To speculate on what the Leafs could be looking for on the trade market, we also have to look at what the Leafs could stand to lose. There are quite a few players with expiring contracts who could be used as trade bait at some point during the season. Dion Phaneuf is one such player with an expiring contract, but given his important role as captain and anchor on defense, I don’t see the Leafs dealing him unless a defenseman as good or better is coming in return, which I see as unlikely because those kinds of defensemen aren’t usually available.

Nikolai Kulemin, Jay McClement, Dave Bolland, Mark Fraser, Paul Ranger and Mason Raymond are the other Leafs who hit unrestricted free agency and could see themselves on the move at some point this year. Jake Gardiner is another potential trade option for the Leafs, he has undoubtedly improved in recent games, but given reports that Morgan Rielly is intended to spend the full year in Toronto, Gardiner’s services may not be needed anymore. John-Michael Liles is the final Leaf I think could be moved, almost certainly as a cap dump to counteract salary coming to Toronto in a trade.

Of the group listed, I don’t think McClement, Bolland, or Ranger are likely to be moved. Ranger because of his no-trade clause, and McClement and Bolland because of how little depth the Leafs have at centre.

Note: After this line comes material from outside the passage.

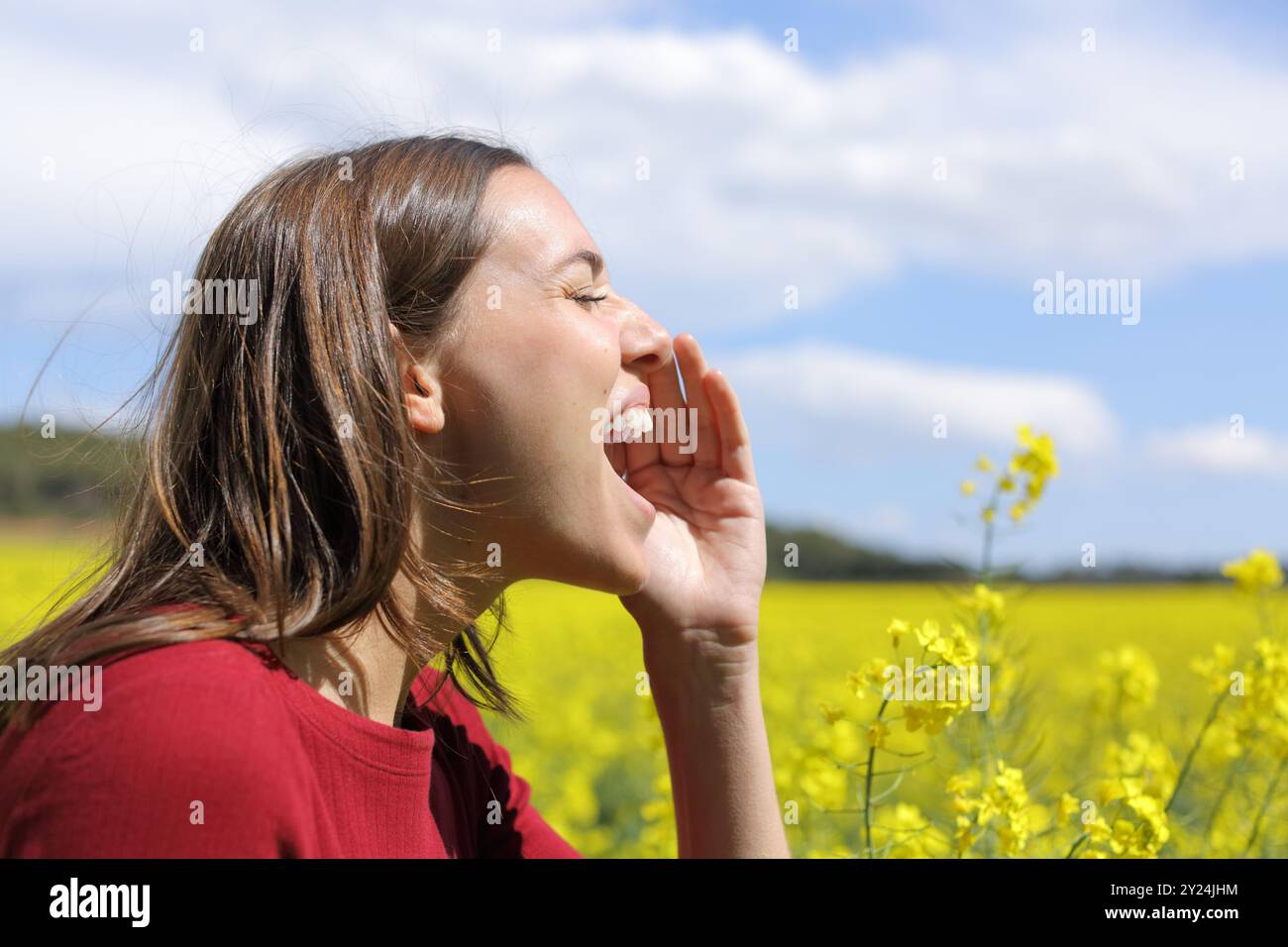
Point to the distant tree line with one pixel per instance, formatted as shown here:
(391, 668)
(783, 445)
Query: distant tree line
(78, 475)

This leaves us with Mark Fraser, Nikolai Kulemin, Mason Raymond, Jake Gardiner and John-Michael Liles as players who would be prime targets to be relocated. Raymond the Leafs may be forced to trade should if he even come close to maintaining his early season pace, as he’ll be asking for a sizable increase in salary from the $1-million he’s making this season. Mark Fraser’s job could be on the line because of how many young defensemen are hot on his tail for a bottom-pairing spot, namely Morgan Rielly, Jesse Blacker, Petter Granberg and Andrew MacWilliam. In my opinion, trading Fraser would be a mistake, as the Leafs won’t be helping their defensive problems by getting rid of one of the defensemen who can be used in a shutdown role.

So who should the Leafs pursue? As far as defensemen go, there are quite a few players who could be targeted: Dan Girardi, Tim Gleason, Mark Stuart, Adam McQuaid and Roman Polak to name a few. All play strong defensive games and are capable of playing in a shutdown role. They also all play the blue-collar style that Randy Carlyle covets, meaning they’d likely fit in well in Toronto. Girardi is the best of the group, and a player who would surely shore up the defensive unit. The rest are all a step or two down from Girardi, but would still provide some much-needed stability on the back-end. One other target, and possibly the least likely to be traded, is Marc Staal. Staal is a premier shutdown defenseman and acquiring him would instantly turn around the Leafs’ defense.

I think that ideally the Leafs would acquire two of the players I listed, but given the depth they have on their blue line, it’s more realistic to trade for one. Staal is the best of the group, and is the player the Leafs should target. Staal makes $3.975-million, and the Rangers have $867,897 in cap space. This means the Leafs must send at least the same amount as Staal’s salary, and a maximum of $4,842,897 in exchange for the Thunder Bay native. I think Jake Gardiner and John-Michael Liles both work as players to send the other way, but as them alone are not enough to get Staal, prospects and draft picks will have to be added to the package. The Rangers do not have much defensive talent in their prospect pool, and seeing as the Leafs have a lot, it makes sense that one of Toronto’s young defensemen could go to Broadway as a sweetener. Matt Finn and Stuart Percy are the best options for that. Finally, a second round pick in next year’s draft should also be used to coax Staal out of New York’s grip.

So there you have it: Jake Gardiner, John-Michael Liles, Stuart Percy and a second-round pick for Marc Staal. Some Leafs fans may see this as an overpayment, but you have to give to get, and if Marc Staal were to play as well here as he did in New York, the price tag is well worth it.